With reviewing Jean Renoir's adaptation, I feel somewhat guilty...because all in all, I was not very impressed. Other reviewers called it a "forgettable version" and I wanted to go into it with a neutral mind and not as some bitter Kurosawa fan stuck with an extra movie. (let's not forget Kurosawa himself was a fan of Renoir) Yet as I watched, I couldn't help but feel that something was terribly lacking - things had gone wrong. For example, Gorky's play never seems to be center stage. The first forty minutes are almost entirely dedicated to an added sequence where we see the background of the Baron character. Admittingly I enjoyed it at first (Louis Jouvet did a fine job as the Baron) but when you hit forty minutes and it actually goes into Gorky's play I realized how ridiculous it was to have that plot. Once the Baron joins the slums he just becomes a member of the ensemble cast, and (except for that overrated moment with the snail) never stands out again. Why was it necessary to know about the Baron? Why was it necessary to hear about his problems with the ministry? I've heard that people enjoy it because it shows how one falls to the lower depths, but it hurts Gorky's original concept by detracting from the rest of cast and eating up film time on information we really have no reason to know. What hurts it even more is after the forty minute mark the story forgets about the relationship between the Baron and thief Papel and focuses on the romance between Papel and Natasha.
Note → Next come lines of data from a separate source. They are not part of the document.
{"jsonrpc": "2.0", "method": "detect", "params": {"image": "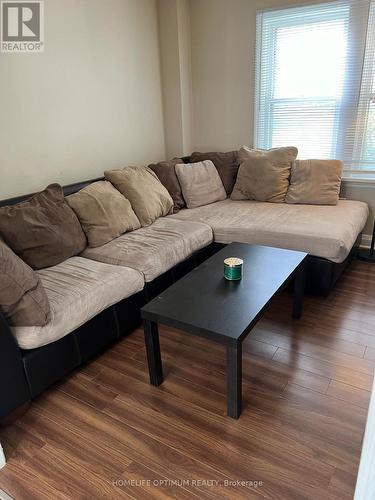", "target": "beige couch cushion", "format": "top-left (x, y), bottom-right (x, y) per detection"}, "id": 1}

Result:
top-left (285, 160), bottom-right (343, 205)
top-left (82, 217), bottom-right (213, 281)
top-left (13, 257), bottom-right (144, 349)
top-left (172, 200), bottom-right (369, 262)
top-left (190, 151), bottom-right (240, 196)
top-left (104, 167), bottom-right (173, 226)
top-left (231, 146), bottom-right (298, 203)
top-left (175, 160), bottom-right (227, 208)
top-left (66, 181), bottom-right (141, 247)
top-left (0, 240), bottom-right (50, 326)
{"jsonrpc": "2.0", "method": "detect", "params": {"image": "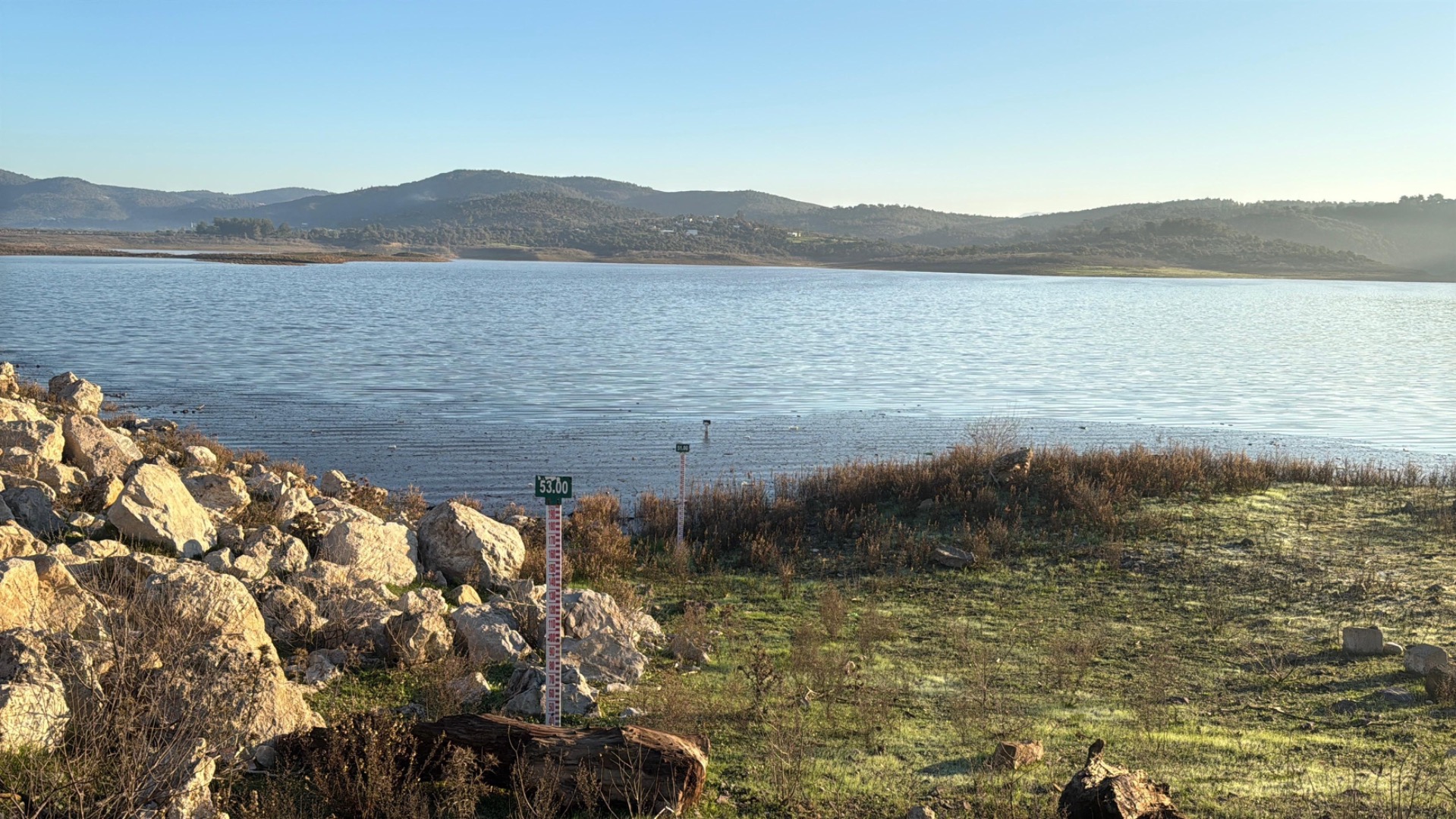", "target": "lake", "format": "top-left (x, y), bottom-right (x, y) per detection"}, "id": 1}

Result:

What I am getting at here is this: you aren't in the lower depths, and therefore lose all empathy with the cast. Gorky's play and Kurosawa's adaptation existed solely in the slums, so you are constantly in the lower depths, so that the more you stay there the deeper you get into it's world. Renoir has it fly around the place, from the high class neighborhoods to the open fields and even a fancy restaurant. I laughed during the introduction with Jean Renoir because he claimed he wanted to take Gorky's play and bring it to the shores of the Marne, yet the Marne River must be in here for about five minutes. Likewise, he claims the actor character is there to offer sense and poetic language, but that's all the actor does - offer poetic language and kill himself. Characters such as the old man Luka and the cobbler are totally wasted, and are only there to simply exist around the main actors. When the old woman dies I didn't feel sad, and so little time is spent on it's effect that you doubt the writers cared either. This is precisely what is so dangerous about Gorky's play and why several stage adaptations have failed: Gorky's play showed to the high class that the lower class were individuals with their own problems - if done wrong, all it will be is a bunch of poor people. Renoir has done that: all I know about these people is they're poor and they think it's bad. Otherwise, I could care less.

Ultimately, I wish Renoir's adaptation had been left out so that the DVD box could have been thinner. (and therefore could have fit in my DVD tower) I had read reviews by Renoir fans who admit it is not his best, and even Renoir himself admitted after seeing Kurosawa's version that it was far more important than his. If you are a Kurosawa fan then I would highly suggest this, or if you are a Renoir fan and you need to finish your collection than buy it as well.